Texas: On an Effort To Block GOP Voting Restrictions Democrats Leave the State

    Texas House Democrats announced Monday that they’ve left the state in a second attempt to block controversial GOP legislation that critics have slammed as voter suppression.

    Democrats, in an attempt to again break quorum and stop votes on Senate Bill 1 and House Bill 3, said they were flying to Washington, D.C., where they planned to push for federal voter protections.

    “Today, Texas House Democrats stand united in our decision to break quorum and refuse to let the Republican-led legislature force through dangerous legislation that would trample on Texans’ freedom to vote,” read a statement from House Democratic leaders. “We are now taking the fight to our nation’s Capitol. We are living on borrowed time in Texas. We need Congress to act now to pass the For the People Act and the John Lewis Voting Rights Act to protect Texans — and all Americans — from the Trump Republicans’ nationwide war on democracy.”

    The statement was attributed to Texas House Democratic Caucus Chair Chris Turner, Mexican American Legislative Caucus Chair Rafael Anchía, Texas Legislative Black Caucus Chair Nicole Collier, state Rep. Garnet Coleman and state Rep. Senfronia Thompson.

    Texas Democratic Party Chair Gilberto Hinojosa also confirmed the news, calling the GOP efforts to change voting laws an “escalation of their attacks on voters.”
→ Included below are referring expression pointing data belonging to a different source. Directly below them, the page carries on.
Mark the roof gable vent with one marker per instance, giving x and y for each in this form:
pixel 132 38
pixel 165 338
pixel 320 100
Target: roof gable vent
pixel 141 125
    “There’s no democracy without the right to vote,” Hinojosa said. “Once again, Democrats are standing strong and united to defend the right of every eligible Texas voter to make their voice heard. I’m incredibly proud of our Texas Democratic lawmakers, who continue to fight relentlessly on behalf of Texans, voters, and our democracy.”

    Gov. Greg Abbott’s office did not immediately provide comment Monday.

    The two priority bills for Texas Republicans would ban drive-thru and 24-hour voting, make mail-in voting more difficult, increase criminal penalties for voting mistakes, and give partisan poll watchers more authority at voting sites.

    It was not immediately clear if lawmakers would leave the state through the end of the session, which is set to run through the beginning of August. If successful, it would be the first time in 18 years that Democrats left the state to break quorum. In 2003, lawmakers fled to New Mexico to block Republican-led redistricting efforts.

    During a voting rights “listening session” in Detroit, Vice President Harris praised the Texas Democrats, saying they were showing “extraordinary courage and commitment.”

    “I applaud them for standing for the rights of all Americans and all Texans to express their voice through their vote unencumbered,” she said. “They are leaders who are marching in the path that so many others before did, when they fought and many died for our right to vote.”

    Similar voting legislation was killed at the end of the regular legislative session in May when Democrats walked out in the final moments, breaking quorum. In response, Gov. Greg Abbott vetoed funding for the legislature, and put the voting bill on the agenda for this first of two special sessions.

    In addition to the voting bill, a walkout would block passage of other GOP priority legislation, including a measure that would make it harder for people accused of crimes to bond out of jail.

    Abbott could again place the agenda items on a planned second session later this year, which is meant to address redistricting.